A RAM analysis for Consecutive-K-out-of-N data communication system

Introduction

This article presents the development of a reliability digital twin designed for a data communication system. AeROS utilizes this digital twin to implement Consecutive K-out-of-N logic for conducting RAM (Reliability, Availability, and Maintainability) analysis.

For a Consecutive K-out-of-N system to function properly, it is essential that at least K items within any consecutive group of N items are operational. For instance, consider a Consecutive 1-out-of-2 (K=1, N=2) system, where a long chain of items is connected in series from a reliability standpoint. As long as at least 1 unit is operational within any 2 consecutive items, the system is considered to be functioning.

In practical scenarios, when an item fails, it can significantly impact the system's efficiency even if the system remains available. This article emphasizes the misleading nature of relying on Availability as a reliability metric in RAM analysis. Instead, the article strongly advocates for adopting Efficiency, as defined in AeROS software, as a more suitable and accurate approach to evaluate a system's reliability performance concerning the quality of service it provides. By considering Efficiency over Availability, a more comprehensive understanding of the system's reliability and its impact on overall performance can be achieved.

The Scenario

In a remote stretch of jungle, there exists a data communication system serving two cities. This system consists of six relay stations strategically positioned to enable signal transmission from one station to the subsequent two stations in the line.

Resources_ConsecutiveKooN01.png
Figure 1. Consecutive-1-out-of-2 data communication system

For instance, let's focus on Station-A as an example. The data signal transmitted from Station-A can be received simultaneously by both Station-B and Station-C. The data throughput from Station-A to Station-B is 100%, while the throughput from Station-A to Station-C is 40%. Moreover, if the data signal successfully reaches Station-C through Station-B, the direct signal from Station-A to Station-C becomes redundant.

Consequently, a failure in any one of the relay stations reduces the data throughput to only 40%. The system will only fail if two consecutive stations fail simultaneously.

The Assumptions

  1. The two base stations located in the cities are assumed to be free from any failures.
  2. All relay stations are identical and have a Mean-Time-Between-Failures (MTBF) of 2 years.
  3. The repair time follows an exponential distribution with a Mean-Time-To-Repair (MTTR) of 15 days.

Based on these conditions, our objective is to estimate the availability and efficiency of the system.

Use Efficiency as a metric to measure the Quality of Service for a complex system

The Approach

To estimate both the availability and efficiency (quality of service), we adopt a simulation approach.
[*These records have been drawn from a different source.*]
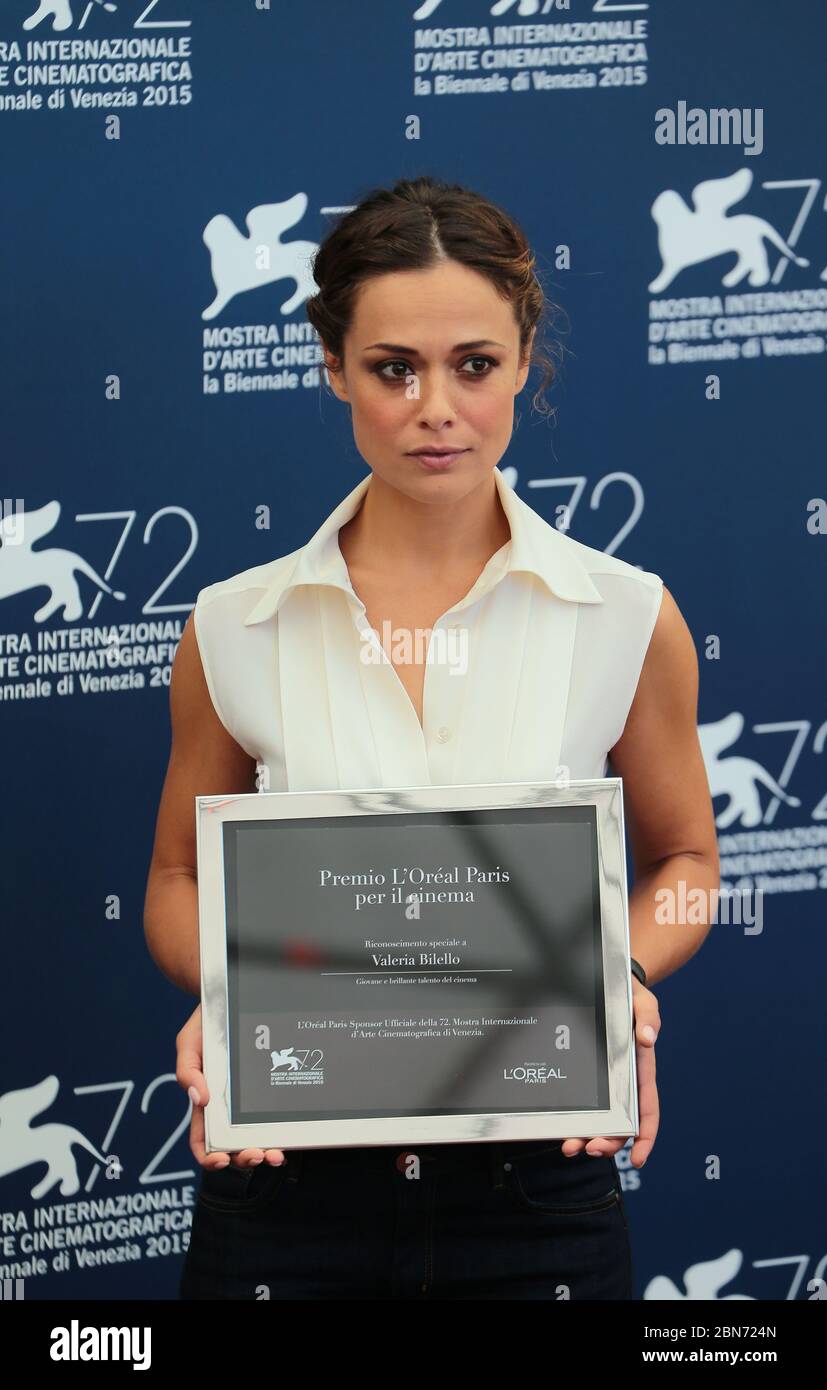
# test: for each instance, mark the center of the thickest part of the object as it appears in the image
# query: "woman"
(428, 309)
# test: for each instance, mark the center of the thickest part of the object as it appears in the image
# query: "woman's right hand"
(188, 1073)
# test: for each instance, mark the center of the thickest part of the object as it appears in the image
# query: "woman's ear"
(526, 362)
(335, 374)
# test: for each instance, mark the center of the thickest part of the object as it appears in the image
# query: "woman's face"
(431, 360)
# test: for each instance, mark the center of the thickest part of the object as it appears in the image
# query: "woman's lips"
(438, 462)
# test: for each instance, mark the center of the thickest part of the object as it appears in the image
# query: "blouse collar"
(535, 548)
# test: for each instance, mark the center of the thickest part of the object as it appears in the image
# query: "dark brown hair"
(414, 225)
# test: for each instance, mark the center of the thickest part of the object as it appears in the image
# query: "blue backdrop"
(159, 388)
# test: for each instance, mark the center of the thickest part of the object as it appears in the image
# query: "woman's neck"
(392, 533)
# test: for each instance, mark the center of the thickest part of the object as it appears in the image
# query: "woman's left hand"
(647, 1019)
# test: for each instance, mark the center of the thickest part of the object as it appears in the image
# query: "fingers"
(648, 1107)
(647, 1015)
(594, 1147)
(188, 1073)
(189, 1058)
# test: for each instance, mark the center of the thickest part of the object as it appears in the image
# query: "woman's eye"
(487, 362)
(409, 371)
(398, 363)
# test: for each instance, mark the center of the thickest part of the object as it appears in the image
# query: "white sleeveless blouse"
(555, 634)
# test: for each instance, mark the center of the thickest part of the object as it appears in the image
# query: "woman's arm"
(667, 805)
(203, 761)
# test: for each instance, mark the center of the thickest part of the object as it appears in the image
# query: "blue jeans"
(480, 1221)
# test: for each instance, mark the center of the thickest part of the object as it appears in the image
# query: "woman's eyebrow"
(412, 352)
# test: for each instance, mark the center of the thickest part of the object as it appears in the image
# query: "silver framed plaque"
(416, 965)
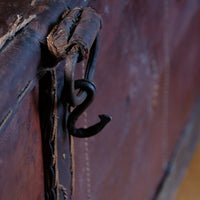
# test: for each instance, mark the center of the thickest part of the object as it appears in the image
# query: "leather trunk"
(147, 78)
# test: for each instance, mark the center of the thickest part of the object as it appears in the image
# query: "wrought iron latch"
(74, 39)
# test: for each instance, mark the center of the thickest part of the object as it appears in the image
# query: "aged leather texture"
(147, 78)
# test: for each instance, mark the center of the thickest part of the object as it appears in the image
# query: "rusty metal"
(90, 88)
(76, 38)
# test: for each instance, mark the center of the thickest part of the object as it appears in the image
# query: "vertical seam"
(86, 144)
(166, 84)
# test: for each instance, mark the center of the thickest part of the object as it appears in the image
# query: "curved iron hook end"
(92, 130)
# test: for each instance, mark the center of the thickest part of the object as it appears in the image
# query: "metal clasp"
(76, 38)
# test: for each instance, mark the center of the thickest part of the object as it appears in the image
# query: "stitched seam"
(165, 122)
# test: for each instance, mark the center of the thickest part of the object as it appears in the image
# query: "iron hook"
(90, 89)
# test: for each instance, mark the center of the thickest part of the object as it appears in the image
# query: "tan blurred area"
(190, 186)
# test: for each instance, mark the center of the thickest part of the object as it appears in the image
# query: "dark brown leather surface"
(21, 56)
(148, 79)
(21, 162)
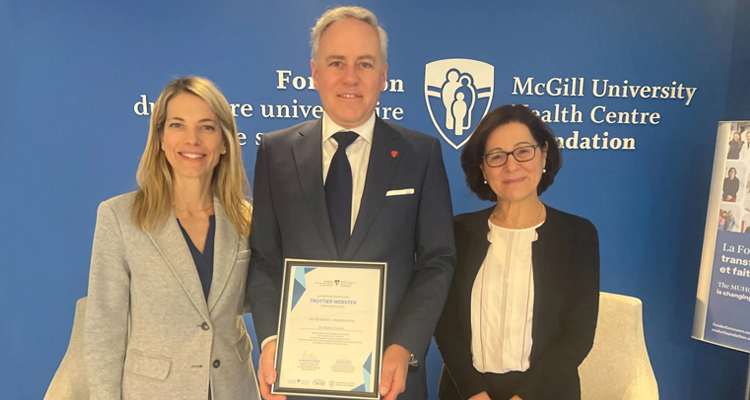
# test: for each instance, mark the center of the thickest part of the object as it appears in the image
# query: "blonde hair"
(153, 201)
(340, 13)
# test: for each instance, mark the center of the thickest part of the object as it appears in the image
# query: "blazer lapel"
(380, 170)
(308, 157)
(478, 244)
(171, 244)
(226, 244)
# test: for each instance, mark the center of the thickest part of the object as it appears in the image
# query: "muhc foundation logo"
(458, 92)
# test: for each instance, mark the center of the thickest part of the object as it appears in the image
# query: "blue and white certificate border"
(292, 289)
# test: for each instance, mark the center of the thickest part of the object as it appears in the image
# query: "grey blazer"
(149, 332)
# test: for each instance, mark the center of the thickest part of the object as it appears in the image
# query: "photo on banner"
(722, 311)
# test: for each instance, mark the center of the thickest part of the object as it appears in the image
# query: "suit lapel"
(479, 244)
(308, 157)
(380, 170)
(226, 243)
(171, 244)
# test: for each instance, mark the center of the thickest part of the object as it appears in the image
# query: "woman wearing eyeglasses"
(522, 307)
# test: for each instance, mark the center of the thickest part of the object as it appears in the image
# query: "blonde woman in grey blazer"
(169, 262)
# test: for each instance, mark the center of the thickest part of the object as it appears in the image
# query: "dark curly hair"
(473, 153)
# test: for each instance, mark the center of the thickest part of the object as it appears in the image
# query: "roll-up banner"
(722, 310)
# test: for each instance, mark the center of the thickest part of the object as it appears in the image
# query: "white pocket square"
(399, 192)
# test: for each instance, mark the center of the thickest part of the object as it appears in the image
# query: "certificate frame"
(294, 377)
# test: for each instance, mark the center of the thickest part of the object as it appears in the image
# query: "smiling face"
(192, 140)
(515, 181)
(349, 72)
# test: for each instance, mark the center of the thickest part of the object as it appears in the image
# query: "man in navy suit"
(350, 186)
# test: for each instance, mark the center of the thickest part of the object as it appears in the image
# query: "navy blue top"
(204, 262)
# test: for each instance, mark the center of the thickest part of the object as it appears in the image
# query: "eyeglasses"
(499, 158)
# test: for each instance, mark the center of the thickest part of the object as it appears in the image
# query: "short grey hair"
(340, 13)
This method involves utilizing a reliability digital twin, which encompasses the logic that describes the reliability-based connections between sub-systems.

Within the digital twin, we also find the reliability and maintenance settings for the various sub-systems.
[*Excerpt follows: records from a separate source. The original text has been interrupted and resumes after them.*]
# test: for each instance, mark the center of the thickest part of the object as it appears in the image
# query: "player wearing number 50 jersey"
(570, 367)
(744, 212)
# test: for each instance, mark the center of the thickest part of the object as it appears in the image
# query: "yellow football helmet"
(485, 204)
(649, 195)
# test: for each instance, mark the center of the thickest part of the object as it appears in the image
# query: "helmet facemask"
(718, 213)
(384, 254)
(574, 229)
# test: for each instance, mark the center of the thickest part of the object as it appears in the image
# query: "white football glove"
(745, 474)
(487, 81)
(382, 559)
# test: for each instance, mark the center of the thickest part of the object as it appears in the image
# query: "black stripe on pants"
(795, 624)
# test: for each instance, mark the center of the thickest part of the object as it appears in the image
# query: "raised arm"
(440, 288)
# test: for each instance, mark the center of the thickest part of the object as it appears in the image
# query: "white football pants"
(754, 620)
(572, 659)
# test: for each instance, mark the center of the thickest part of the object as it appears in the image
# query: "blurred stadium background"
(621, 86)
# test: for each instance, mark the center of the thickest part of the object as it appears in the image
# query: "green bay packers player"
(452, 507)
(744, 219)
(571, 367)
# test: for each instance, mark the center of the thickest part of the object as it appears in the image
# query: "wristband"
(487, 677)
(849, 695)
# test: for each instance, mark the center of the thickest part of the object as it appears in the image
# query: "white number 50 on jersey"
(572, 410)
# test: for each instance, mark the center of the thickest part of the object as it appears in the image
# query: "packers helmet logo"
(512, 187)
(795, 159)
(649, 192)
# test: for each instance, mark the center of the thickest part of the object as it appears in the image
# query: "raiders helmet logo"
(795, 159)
Below, you can find the reliability digital twin representation of the communication system.

Resources_ConsecutiveKooN02.png
Figure 2. Reliability digital twin representing the communication system

The nodes A, B, C, D, E, F, G, and H are associated with their respective physical stations in the system.

On the contrary, nodes AC, BD, CE, DF, EG, and FH do not correspond to any physical assets. I refer to them as “helper” nodes. For instance, helper node AC serves as the communication link between stations A and C, supporting a flowrate of 40%. Hence, node AC functions as a backup for node B, with a lower capacity.

Under normal operating conditions, where stations B, C, D, E, F, and G are all operational, the data signal transmission path follows: A, B, C, D, E, F, G, and H, achieving a 100% throughput (flowrate), as illustrated in Figure 3.

Resources_ConsecutiveKooN03
Figure 3. 100% Data throughput (Flowrate) in normal operation

In the event of station B failure, the data signal transmission path is rerouted through stations A, AC, C, D, E, F, G, and H. However, the flowrate is limited by node AC, leading to a reduction of 40%, as illustrated in Figure 4.

Resources_ConsecutiveKooN04
Figure 4. B fails and AC becomes active. Overall flowrate reduced to 40%

The system's complete failure occurs only when a minimum of two consecutive stations fail at the same time. In the event of both station B and C failing simultaneously, as depicted in Figure 5, a continuous path from station A to H becomes impossible, resulting in a system outage.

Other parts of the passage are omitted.